Analysis of the female homicide rate in South Africa from 2009, the most recent statistics available, shows that in more than 20 percent of female homicides no perpetrator was ever identified, making it difficult to assess the nature of the murder. Even today, crime statistics in South Africa are not separated out – meaning national reporting on “sexual offences” includes everything from rape to sexual assault to grooming to bestiality.
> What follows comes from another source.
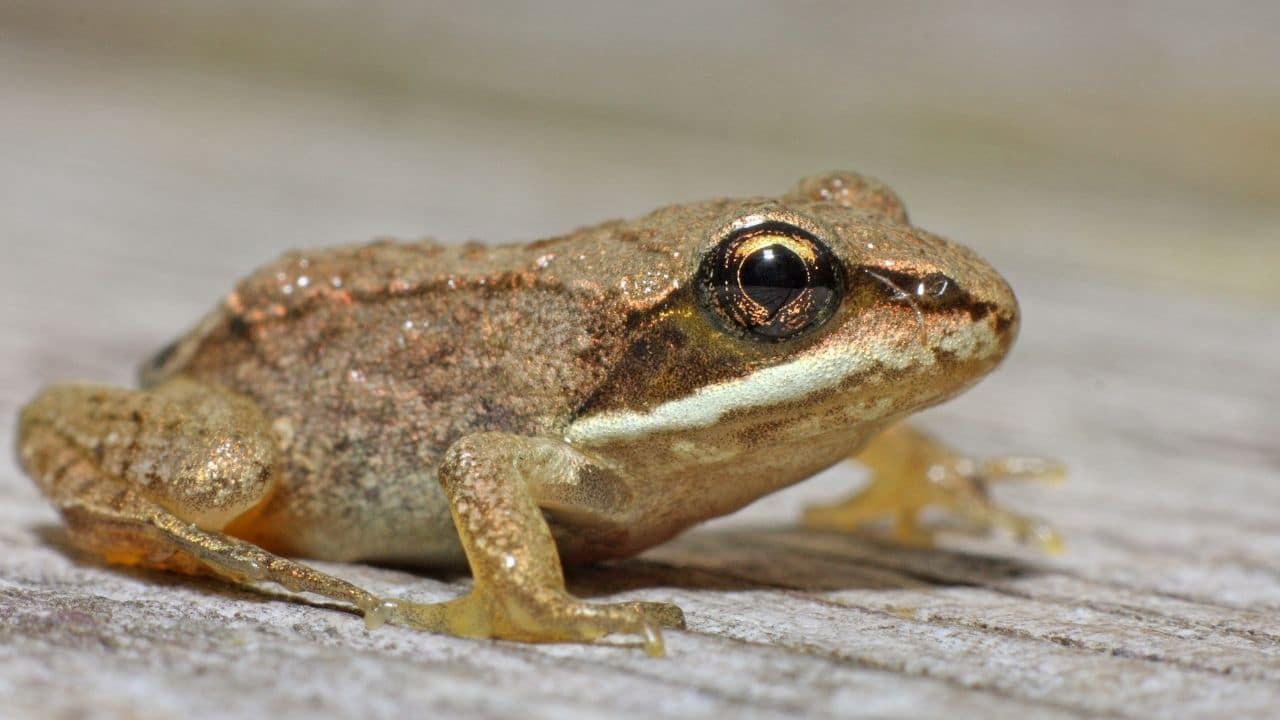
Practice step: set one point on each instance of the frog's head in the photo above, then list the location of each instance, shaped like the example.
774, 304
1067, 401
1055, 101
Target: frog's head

In her 2015 report on South Africa, the United Nations Special Rapporteur on Violence Against Women and Its Consequences, Dubravka Simonovic, indicated that there is significant under-reporting of sexual offences in South Africa, and that police targets for reduced incidence of crimes could create a disincentive for them to open cases.
Launched just a few weeks before the International Day to End Violence Against Sex Workers on December 17, #SayHerName hopes eventually to create a list of all sex workers who have died in South Africa and “play a pivotal role in preventing violence by ensuring that sex workers are informed about safety strategies, improving relationships with the criminal justice system and improving safety mechanisms for sex workers,” says Vidima.
For the friends and families of people like Amanda, this may be the only time the deaths of their loved ones are publicly acknowledged. And for many, adding the name of a friend, a mother or a daughter to the call for change is the closest they’ll ever come to justice. “The list keeps on growing longer each day,” says Vidima. “Each week we hear of new deaths.”